Sunday, February 19, 2012

The Redemptive Power of Spring

As I write this, slabs of ice - some the size of ping pong tables - are cruising by very fast on the inrushing tide. Some sport lazy gulls hitching a ride upstream. There are snowy patches on the ground in spite of our on-going thaw, and the entire marsh is wearing its winter brown and tan.


Today's Photos by Jan
Right on cue, I'm having my first major spring pangs. I remember starting the hunt for spring even when we lived in mild Northern California - at this time of year the wild mustard would turn fields brilliant flickering yellow. Around here the signs are different. Near the door of the hardware store, the maple sugaring supplies are helpfully set out in cartons with the tops cut off. In the little inlet in front of my house, drakes and ducks are doing - well, let's call it the mallard cha-cha. Nonstop. Even without the spring time change, the sky is light now by the time Maine Public Radio switches from the pompous thunderings of the BBC to friendly local weather and news at 6 AM. The marsh bird population is changing - new visitors are stopping by.

Many of us think if we talk  about warm weather now we'll invite punishment, and indeed around here snow in early April isn't that uncommon. I love the quiet precision of our black and white Maine winter, but that doesn't create an aversion to spring. The coming smell of wet earth, the sound of rioting birds on the marsh and the astonishing palette of greens along the river are intoxicating.

The chaotic explosion of new life in spring feels like a redemption from winter. Redemption can mean a recovery or reclaiming, and also an absolution or forgiveness. Most religious and spiritual traditions celebrate some form of redemption. I remember sitting on the grass on a spring day many years ago with a Navajo friend who told me, "Your job as a person is remembrance and recovery." Incarnation in the Hinduism and Buddhism, and important features in most other religions incorporate the hope of forgiveness and second chance.
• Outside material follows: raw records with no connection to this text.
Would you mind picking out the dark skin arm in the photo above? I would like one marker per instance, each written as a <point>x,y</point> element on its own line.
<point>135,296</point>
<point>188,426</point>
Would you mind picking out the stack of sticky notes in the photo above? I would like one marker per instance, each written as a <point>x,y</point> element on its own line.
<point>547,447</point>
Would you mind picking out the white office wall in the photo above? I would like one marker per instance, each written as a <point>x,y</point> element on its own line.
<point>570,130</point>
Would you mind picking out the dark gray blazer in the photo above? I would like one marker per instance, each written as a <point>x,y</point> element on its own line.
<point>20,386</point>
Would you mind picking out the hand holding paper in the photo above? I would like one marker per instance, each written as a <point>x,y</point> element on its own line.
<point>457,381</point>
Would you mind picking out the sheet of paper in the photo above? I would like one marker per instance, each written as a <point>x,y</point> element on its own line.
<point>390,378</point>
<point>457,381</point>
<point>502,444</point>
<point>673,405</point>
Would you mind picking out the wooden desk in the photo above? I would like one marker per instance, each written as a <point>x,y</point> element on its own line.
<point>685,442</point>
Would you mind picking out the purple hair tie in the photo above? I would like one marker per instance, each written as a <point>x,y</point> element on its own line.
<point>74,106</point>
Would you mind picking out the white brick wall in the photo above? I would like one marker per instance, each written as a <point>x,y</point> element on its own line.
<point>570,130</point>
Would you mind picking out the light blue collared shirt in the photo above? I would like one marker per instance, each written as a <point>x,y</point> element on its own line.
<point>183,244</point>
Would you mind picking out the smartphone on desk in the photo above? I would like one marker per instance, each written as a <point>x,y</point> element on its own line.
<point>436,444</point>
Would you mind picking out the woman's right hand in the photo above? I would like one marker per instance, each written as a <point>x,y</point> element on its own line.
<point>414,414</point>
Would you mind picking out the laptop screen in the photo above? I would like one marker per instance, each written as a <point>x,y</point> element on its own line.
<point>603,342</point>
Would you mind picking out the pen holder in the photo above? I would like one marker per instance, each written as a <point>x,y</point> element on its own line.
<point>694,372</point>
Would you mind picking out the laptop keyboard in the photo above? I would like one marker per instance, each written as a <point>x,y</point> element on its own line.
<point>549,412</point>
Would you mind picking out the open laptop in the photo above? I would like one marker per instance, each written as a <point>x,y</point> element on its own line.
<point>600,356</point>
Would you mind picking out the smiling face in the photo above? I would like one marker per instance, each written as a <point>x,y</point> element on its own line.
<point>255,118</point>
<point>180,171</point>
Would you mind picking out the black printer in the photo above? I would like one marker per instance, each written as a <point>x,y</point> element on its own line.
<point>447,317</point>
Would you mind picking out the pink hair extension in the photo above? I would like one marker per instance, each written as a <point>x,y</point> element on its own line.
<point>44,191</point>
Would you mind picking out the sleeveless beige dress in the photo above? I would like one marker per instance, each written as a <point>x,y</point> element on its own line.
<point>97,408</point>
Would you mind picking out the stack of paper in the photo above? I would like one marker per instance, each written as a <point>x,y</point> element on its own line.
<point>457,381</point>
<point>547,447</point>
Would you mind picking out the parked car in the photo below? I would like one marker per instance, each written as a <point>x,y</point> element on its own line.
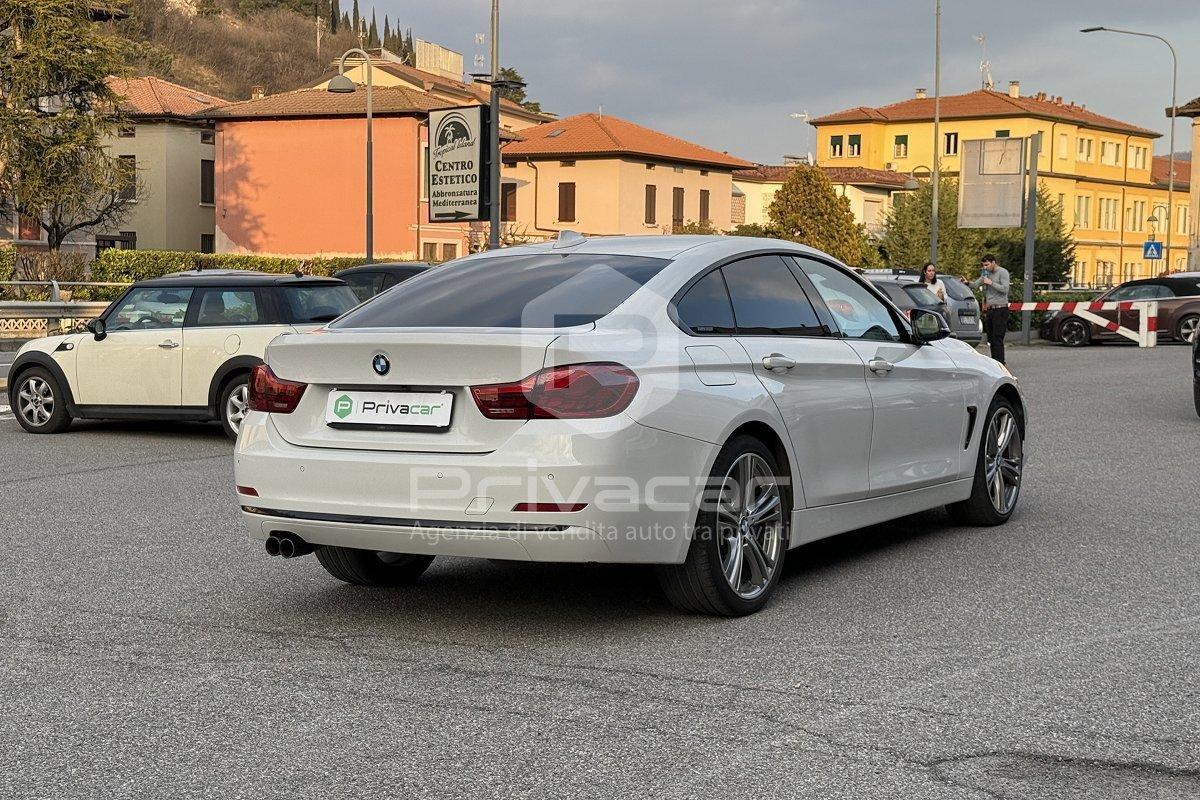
<point>179,347</point>
<point>370,280</point>
<point>568,401</point>
<point>1179,312</point>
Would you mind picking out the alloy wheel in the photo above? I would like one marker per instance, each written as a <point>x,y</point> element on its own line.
<point>35,401</point>
<point>237,405</point>
<point>749,525</point>
<point>1003,461</point>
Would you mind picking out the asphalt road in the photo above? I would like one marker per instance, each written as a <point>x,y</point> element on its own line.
<point>149,650</point>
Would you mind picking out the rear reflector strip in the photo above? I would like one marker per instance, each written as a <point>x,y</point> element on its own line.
<point>550,506</point>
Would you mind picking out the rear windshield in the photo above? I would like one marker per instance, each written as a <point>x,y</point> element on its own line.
<point>541,290</point>
<point>318,304</point>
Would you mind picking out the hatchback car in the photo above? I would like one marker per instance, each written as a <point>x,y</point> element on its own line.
<point>178,348</point>
<point>1179,312</point>
<point>700,403</point>
<point>370,280</point>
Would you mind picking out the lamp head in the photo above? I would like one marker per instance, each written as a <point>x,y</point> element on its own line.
<point>341,85</point>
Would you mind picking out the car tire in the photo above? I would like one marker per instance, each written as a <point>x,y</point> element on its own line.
<point>1186,329</point>
<point>983,507</point>
<point>39,402</point>
<point>1074,332</point>
<point>727,540</point>
<point>372,569</point>
<point>233,404</point>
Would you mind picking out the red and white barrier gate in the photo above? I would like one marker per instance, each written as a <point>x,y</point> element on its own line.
<point>1147,316</point>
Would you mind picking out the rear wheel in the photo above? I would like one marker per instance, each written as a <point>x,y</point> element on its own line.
<point>1074,332</point>
<point>999,470</point>
<point>39,402</point>
<point>741,540</point>
<point>234,404</point>
<point>371,567</point>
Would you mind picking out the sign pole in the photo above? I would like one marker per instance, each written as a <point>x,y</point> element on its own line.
<point>1031,216</point>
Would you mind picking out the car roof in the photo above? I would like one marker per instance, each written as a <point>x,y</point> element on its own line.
<point>401,268</point>
<point>234,277</point>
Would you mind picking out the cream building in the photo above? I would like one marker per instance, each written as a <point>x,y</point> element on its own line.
<point>869,192</point>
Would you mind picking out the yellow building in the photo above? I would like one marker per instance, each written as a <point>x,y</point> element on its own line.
<point>1099,168</point>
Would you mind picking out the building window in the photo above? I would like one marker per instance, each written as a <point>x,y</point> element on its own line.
<point>1084,149</point>
<point>129,168</point>
<point>508,202</point>
<point>207,181</point>
<point>1083,211</point>
<point>567,202</point>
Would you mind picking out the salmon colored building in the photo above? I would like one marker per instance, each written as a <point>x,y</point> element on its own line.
<point>291,174</point>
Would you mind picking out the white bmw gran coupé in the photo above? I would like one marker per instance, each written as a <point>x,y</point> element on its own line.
<point>700,403</point>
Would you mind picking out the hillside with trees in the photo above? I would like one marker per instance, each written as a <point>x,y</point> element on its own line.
<point>226,47</point>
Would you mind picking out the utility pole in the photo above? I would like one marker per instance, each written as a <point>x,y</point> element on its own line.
<point>493,185</point>
<point>937,122</point>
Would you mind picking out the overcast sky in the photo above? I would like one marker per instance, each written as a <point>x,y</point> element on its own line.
<point>727,74</point>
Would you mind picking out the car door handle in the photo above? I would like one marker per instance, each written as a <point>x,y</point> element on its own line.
<point>778,362</point>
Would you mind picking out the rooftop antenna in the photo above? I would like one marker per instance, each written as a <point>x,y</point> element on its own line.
<point>984,65</point>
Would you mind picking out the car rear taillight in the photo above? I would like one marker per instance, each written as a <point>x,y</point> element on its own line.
<point>575,391</point>
<point>271,394</point>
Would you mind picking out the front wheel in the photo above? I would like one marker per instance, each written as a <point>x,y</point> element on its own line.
<point>1000,468</point>
<point>371,567</point>
<point>741,537</point>
<point>39,402</point>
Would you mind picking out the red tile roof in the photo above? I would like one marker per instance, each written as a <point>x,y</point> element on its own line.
<point>1161,170</point>
<point>592,134</point>
<point>150,97</point>
<point>983,103</point>
<point>318,102</point>
<point>851,175</point>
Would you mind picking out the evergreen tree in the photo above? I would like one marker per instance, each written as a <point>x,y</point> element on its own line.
<point>808,210</point>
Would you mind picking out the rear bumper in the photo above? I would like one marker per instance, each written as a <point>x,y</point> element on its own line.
<point>640,486</point>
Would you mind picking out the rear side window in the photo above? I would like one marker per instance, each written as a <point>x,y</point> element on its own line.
<point>768,300</point>
<point>531,290</point>
<point>318,304</point>
<point>706,307</point>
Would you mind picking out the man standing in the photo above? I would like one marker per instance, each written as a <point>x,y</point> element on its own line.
<point>995,305</point>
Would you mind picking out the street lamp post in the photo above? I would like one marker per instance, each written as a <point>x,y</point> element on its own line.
<point>1170,174</point>
<point>341,85</point>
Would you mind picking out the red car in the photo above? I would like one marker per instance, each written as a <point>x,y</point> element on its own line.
<point>1179,312</point>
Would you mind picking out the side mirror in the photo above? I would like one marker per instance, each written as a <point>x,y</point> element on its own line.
<point>928,325</point>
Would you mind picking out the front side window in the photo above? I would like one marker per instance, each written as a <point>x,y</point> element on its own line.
<point>310,305</point>
<point>706,307</point>
<point>859,314</point>
<point>150,308</point>
<point>768,300</point>
<point>222,307</point>
<point>539,290</point>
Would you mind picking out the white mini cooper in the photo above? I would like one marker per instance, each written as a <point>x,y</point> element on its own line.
<point>175,348</point>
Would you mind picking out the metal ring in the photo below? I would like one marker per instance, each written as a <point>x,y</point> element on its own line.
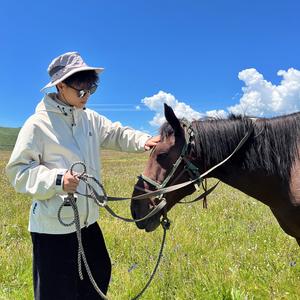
<point>78,163</point>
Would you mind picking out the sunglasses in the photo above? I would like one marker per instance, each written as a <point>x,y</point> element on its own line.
<point>82,92</point>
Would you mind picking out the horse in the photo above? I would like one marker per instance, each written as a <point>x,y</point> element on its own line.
<point>266,166</point>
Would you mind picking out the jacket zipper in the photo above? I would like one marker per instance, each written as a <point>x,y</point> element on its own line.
<point>86,198</point>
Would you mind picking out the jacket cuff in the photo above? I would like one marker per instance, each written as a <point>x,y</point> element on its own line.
<point>58,185</point>
<point>142,142</point>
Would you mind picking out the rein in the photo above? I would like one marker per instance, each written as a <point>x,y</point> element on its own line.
<point>161,189</point>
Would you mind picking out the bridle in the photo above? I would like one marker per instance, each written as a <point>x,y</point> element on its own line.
<point>161,189</point>
<point>189,167</point>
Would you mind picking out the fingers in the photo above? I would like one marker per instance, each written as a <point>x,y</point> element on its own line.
<point>70,182</point>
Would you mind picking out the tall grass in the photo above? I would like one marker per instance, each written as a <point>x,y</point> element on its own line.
<point>233,250</point>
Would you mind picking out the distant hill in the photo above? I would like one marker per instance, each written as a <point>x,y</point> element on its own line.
<point>8,137</point>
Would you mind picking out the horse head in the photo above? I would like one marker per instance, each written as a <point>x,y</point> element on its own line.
<point>164,168</point>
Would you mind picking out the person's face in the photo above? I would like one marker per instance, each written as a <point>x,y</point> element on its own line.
<point>75,95</point>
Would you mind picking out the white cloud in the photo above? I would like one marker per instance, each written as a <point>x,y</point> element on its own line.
<point>262,98</point>
<point>259,98</point>
<point>156,104</point>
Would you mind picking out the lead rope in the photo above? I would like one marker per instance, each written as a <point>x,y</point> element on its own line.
<point>70,200</point>
<point>165,225</point>
<point>81,254</point>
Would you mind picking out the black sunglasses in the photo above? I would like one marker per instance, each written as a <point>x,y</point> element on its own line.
<point>82,92</point>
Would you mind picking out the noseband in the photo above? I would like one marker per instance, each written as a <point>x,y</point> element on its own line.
<point>189,167</point>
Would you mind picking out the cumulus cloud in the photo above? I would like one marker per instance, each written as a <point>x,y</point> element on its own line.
<point>156,104</point>
<point>262,98</point>
<point>259,98</point>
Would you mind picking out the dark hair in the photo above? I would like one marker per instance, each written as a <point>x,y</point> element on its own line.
<point>88,77</point>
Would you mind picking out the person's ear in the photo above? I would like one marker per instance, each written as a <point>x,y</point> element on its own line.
<point>60,86</point>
The possibility of change is never forsaken, even in the harshest puritan-tainted forms of Christianity - a religion that raises redemption to a central tenet.

Redemption is tied to the act of forgiveness, a putting aside of blame and hate. I make elaborate mental pictures of the men in shirts and ties or wearing lab coats, who carefully planned the dispersal of chemicals that killed my wife, maimed me, and forever traumatized my children. I think about a man closing the lid on a bomb that will go on a bus and blast children into pain and death. I think about lovers in the glare of a late night kitchen argument, drowning in a torrent of irretrievable wounding words.

Terrible acts are hard to forgive. The most difficult are our own. I lie awake thinking of harsh words spoken years ago to one of my kids, or the face of a person I fired. Most of all, I picture the last years of my wife's life - what could I have done to better ease her suffering, was there something I never found in all those years of frantic googling that might have saved her? On dark winter days I might be more inclined to forgive Shell Oil than myself.

Spring is the season of redemption. If we open our eyes, we see that a second chance is inexorable. The explosion of buds and birds happens around us no matter what we do - or what we have done. Enough of the ducklings will survive the foxes to populate the marsh, and enough of them will die to feed the fox kits playing on the grass by the bridge.

Spring doesn't reward virtue. All life is renewed. No one judges the willow buds or the eagles or for that matter, the dreadful horseflies who find me so delicious. Unstoppable spring spreads forgiveness and second chances everywhere. Immersing ourselves in the restarting of life all around us, we can remember, and we can recover. We can forgive.